Jesus made judgments all the time. He judged people, He judged places, and He judged things. He is though emphasizing the importance of exercising the right kind of judgment as a part of overall righteous living in all things. Commentator David Turner writes “The Jesus of the Sermon on the Mount clearly would not deny the existence of moral absolutes from which one can make absolute statements about right and wrong, good and evil . . . Jesus Himself makes such judgments.” (David L. Turner; Matthew; BECNT; 205) How then can we be righteous in our judgments? Hebrews 5:14 is very instructive here. “But solid food belongs to those who are of full age, that is, those who by reason of use have their senses exercised to discern both good and evil.” The key word here is “Maturity.” Without spiritual maturity we will not be able to make righteous decisions; we probably will not even come close! Right judgment begins with God’s Word; not with us!
We have probably all made statements which were perceived by someone else as passing harsh judgment and condemnation on another and it was not received well. I remember one such time where someone reacted to something I wrote by responding “Only God can judge.” My response to this lady was “You are absolutely right. But, on what basis does He judge?” What I wanted this lady to see was that God has already told us in His Word, the Bible, how He judges all things. It is no mystery; there is no guesswork when it comes to major moral issues. Any ambiguity is only in a person’s mind or can be attributed to their lack of understanding.
When people say we cannot and should not judge things that are clearly discussed in His Word they are, in effect, saying God’s Word is not sufficient on the matter at hand, or perhaps on any matter! That is a grave error. What kind of God would tell us something is wrong in His written Word when He really considers it right or ok?

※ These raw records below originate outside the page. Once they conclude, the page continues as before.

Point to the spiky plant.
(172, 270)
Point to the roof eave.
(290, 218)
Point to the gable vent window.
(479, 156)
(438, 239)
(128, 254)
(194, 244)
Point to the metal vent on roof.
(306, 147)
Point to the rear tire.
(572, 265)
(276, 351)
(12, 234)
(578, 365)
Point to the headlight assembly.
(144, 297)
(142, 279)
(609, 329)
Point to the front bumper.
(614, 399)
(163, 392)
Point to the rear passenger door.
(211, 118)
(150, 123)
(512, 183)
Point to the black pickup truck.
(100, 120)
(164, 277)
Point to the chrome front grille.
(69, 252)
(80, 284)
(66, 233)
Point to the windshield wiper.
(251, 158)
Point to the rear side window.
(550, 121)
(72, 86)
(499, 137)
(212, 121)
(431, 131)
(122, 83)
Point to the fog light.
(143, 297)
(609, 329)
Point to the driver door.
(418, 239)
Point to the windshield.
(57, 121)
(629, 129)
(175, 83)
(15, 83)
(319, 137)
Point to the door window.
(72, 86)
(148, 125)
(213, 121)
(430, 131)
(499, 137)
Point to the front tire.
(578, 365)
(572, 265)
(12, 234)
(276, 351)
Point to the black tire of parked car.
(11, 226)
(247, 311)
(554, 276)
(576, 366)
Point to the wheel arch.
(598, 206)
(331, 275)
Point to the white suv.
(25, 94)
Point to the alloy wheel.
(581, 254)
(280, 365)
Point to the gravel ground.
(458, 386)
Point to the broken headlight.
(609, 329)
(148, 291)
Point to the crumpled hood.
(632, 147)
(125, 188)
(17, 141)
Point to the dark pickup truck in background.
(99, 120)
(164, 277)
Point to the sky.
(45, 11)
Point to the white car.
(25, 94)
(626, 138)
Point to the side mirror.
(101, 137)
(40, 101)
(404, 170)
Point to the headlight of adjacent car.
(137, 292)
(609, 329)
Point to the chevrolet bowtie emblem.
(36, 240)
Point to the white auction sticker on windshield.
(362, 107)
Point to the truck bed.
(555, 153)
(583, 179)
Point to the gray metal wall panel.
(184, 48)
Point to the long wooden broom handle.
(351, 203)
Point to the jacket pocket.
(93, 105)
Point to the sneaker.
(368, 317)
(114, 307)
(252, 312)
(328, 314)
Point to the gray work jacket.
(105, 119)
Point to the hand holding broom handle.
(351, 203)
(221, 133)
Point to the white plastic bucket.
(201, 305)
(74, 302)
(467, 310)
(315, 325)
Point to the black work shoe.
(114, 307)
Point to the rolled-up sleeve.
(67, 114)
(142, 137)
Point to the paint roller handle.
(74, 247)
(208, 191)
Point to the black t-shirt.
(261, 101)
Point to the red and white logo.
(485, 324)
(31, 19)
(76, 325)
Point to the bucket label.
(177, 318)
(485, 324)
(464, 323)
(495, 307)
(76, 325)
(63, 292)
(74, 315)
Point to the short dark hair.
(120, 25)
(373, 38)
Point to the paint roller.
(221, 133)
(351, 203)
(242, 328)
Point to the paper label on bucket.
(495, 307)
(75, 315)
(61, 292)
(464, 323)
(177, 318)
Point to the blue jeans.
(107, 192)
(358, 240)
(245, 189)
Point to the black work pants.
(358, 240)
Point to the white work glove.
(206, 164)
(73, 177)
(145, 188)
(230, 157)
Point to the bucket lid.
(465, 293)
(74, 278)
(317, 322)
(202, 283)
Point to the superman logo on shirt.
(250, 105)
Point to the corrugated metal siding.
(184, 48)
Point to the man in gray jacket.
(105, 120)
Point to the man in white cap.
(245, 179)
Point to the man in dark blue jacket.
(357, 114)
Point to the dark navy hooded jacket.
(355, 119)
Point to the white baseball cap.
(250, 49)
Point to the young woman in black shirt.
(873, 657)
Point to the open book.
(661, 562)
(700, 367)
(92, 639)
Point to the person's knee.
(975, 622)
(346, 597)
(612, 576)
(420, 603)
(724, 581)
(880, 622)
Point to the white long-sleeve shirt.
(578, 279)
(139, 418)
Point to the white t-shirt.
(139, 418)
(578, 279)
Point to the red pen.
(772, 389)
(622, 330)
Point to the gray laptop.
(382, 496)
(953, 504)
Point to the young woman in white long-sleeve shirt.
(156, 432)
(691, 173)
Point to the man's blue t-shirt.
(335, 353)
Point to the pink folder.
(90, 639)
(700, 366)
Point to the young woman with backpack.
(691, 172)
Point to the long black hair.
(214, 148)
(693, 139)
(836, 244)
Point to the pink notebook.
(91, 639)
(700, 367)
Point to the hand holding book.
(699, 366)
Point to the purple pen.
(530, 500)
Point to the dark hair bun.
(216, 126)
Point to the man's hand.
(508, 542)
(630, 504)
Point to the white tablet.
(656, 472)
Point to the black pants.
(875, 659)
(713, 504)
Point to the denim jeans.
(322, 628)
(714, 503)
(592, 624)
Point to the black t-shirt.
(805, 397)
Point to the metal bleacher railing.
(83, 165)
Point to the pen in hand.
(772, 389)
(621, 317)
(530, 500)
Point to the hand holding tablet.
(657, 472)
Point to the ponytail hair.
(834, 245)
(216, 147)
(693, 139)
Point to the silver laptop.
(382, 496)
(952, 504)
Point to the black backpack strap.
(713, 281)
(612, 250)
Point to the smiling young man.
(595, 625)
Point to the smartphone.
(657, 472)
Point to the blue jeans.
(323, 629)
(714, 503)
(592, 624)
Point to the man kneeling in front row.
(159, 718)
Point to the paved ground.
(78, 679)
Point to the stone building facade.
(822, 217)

Or, what kind of God would tell us something is good or ok in His written Word when in reality He does not consider it right or ok? Only a very cruel, whimsical, sort of God would mislead the ones He created down the wrong path. Scripture says, “God is light and in Him is no darkness at all.” We can be supremely confident that God will judge all people according to His written, revealed Word. It is the most fair and loving thing He could possibly do.
When we judge with righteous or Godly judgment, we are judging with God’s Word clearly guiding us. With the knowledge we then poses we can help guide others toward the truth. To accept everything at face value and leave people alone in their sins just because they quip “Judge not” is not the most loving thing to do. Jude, in his epistle, warned others to have compassion and save some so as by fire, hating even the garment defiled by the flesh (Jude vs. 22-23) Satan has fooled and is fooling many into thinking their sins are all ok, and further he has fooled many into believing that acceptance of sin and sinful lifestyles are the most loving thing to do; but God’s Word is living and powerful and sharper than any two-edged sword and can cut through everything else finally making its way to the sinful human heart. It is the heart that needs to be changed. Until the heart desires God, everything else it desires will fail to satisfy. As we judge righteously, we need to remember everything begins with the right view of God.